That is how many of Ireland's prehistoric enclosures first come to light, their shapes invisible at ground level yet legible from above, where the slight differences in soil moisture and crop growth betray what lies beneath. This particular site emerged from the Bruff Survey, a systematic aerial mapping project that catalogued features across this part of County Limerick.
The enclosure was formally described by Doody in 2008, drawing on aerial photograph AP 4/3071 from the Bruff Survey. The platform is subcircular in plan, measuring approximately 50 metres east to west and 39 metres north to south, and sits roughly 0.6 metres above the base of the surrounding ditch. That ditch, which defines the perimeter of the enclosure, is about 8 metres wide and 0.5 metres deep. It is the overall shape and proportions of the earthwork that lead researchers to suggest a Bronze Age date, a broad period running roughly from 2500 to 500 BC in Irish terms. Enclosures of this morphology, where a raised internal platform is bounded by a wide, relatively shallow ditch, recur in the Bronze Age archaeological record across Ireland, though without excavation the dating remains provisional.
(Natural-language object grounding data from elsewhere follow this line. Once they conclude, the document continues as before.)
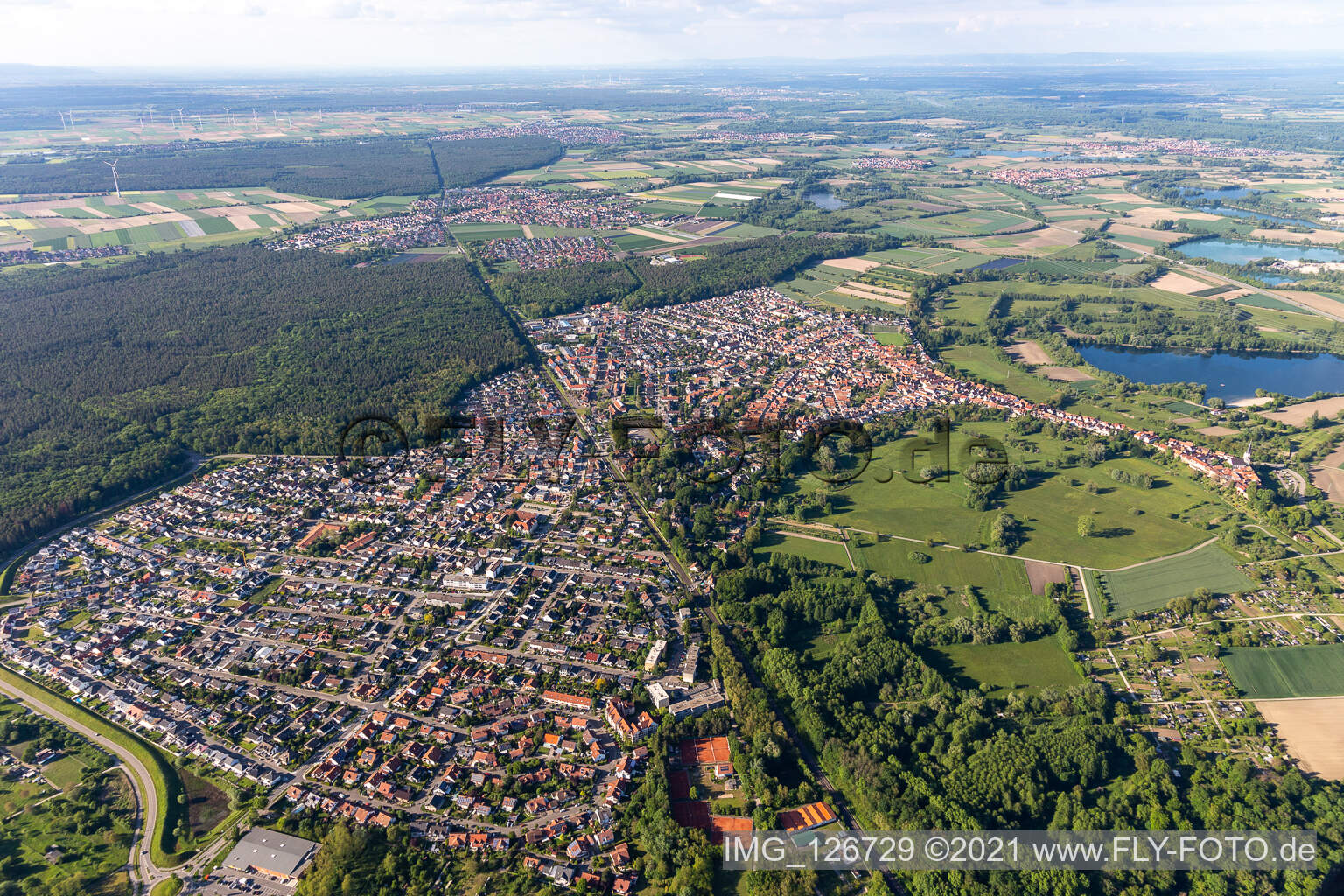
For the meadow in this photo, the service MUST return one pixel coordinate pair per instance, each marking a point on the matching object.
(1008, 667)
(1311, 670)
(814, 550)
(1153, 584)
(1172, 514)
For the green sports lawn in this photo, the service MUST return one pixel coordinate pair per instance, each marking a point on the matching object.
(1153, 584)
(1266, 673)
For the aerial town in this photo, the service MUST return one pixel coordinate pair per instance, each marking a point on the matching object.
(479, 640)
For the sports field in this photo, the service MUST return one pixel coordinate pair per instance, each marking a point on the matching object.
(1153, 584)
(1313, 670)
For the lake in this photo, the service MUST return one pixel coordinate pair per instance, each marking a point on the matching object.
(1228, 375)
(1214, 192)
(824, 199)
(1245, 251)
(1242, 213)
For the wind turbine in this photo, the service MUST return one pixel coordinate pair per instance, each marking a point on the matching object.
(115, 183)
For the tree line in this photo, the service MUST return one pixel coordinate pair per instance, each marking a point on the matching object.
(110, 374)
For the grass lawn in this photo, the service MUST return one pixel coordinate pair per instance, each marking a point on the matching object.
(1047, 508)
(1152, 586)
(207, 803)
(165, 780)
(894, 338)
(1313, 670)
(995, 577)
(830, 552)
(63, 771)
(486, 231)
(95, 852)
(1011, 667)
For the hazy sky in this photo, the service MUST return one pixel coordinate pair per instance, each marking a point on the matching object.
(441, 34)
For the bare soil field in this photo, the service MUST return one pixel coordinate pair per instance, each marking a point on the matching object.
(1042, 574)
(1065, 374)
(879, 290)
(858, 265)
(1298, 414)
(1028, 352)
(1313, 731)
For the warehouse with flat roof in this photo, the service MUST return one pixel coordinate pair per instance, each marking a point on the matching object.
(273, 855)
The site is not formally developed for visitors, and accessing it means navigating agricultural land, so anyone hoping to see it should bear in mind the usual courtesies around landowner permission. At ground level the enclosure is subtle; the slight rise of the platform and the gentle depression of the ditch are what to look for, and they are easiest to read in low winter light when vegetation is sparse. The surrounding landscape of south County Limerick is well supplied with other prehistoric and early historic sites, so those with an interest in the deeper layers of the Irish countryside will find this a useful area to explore carefully and on foot.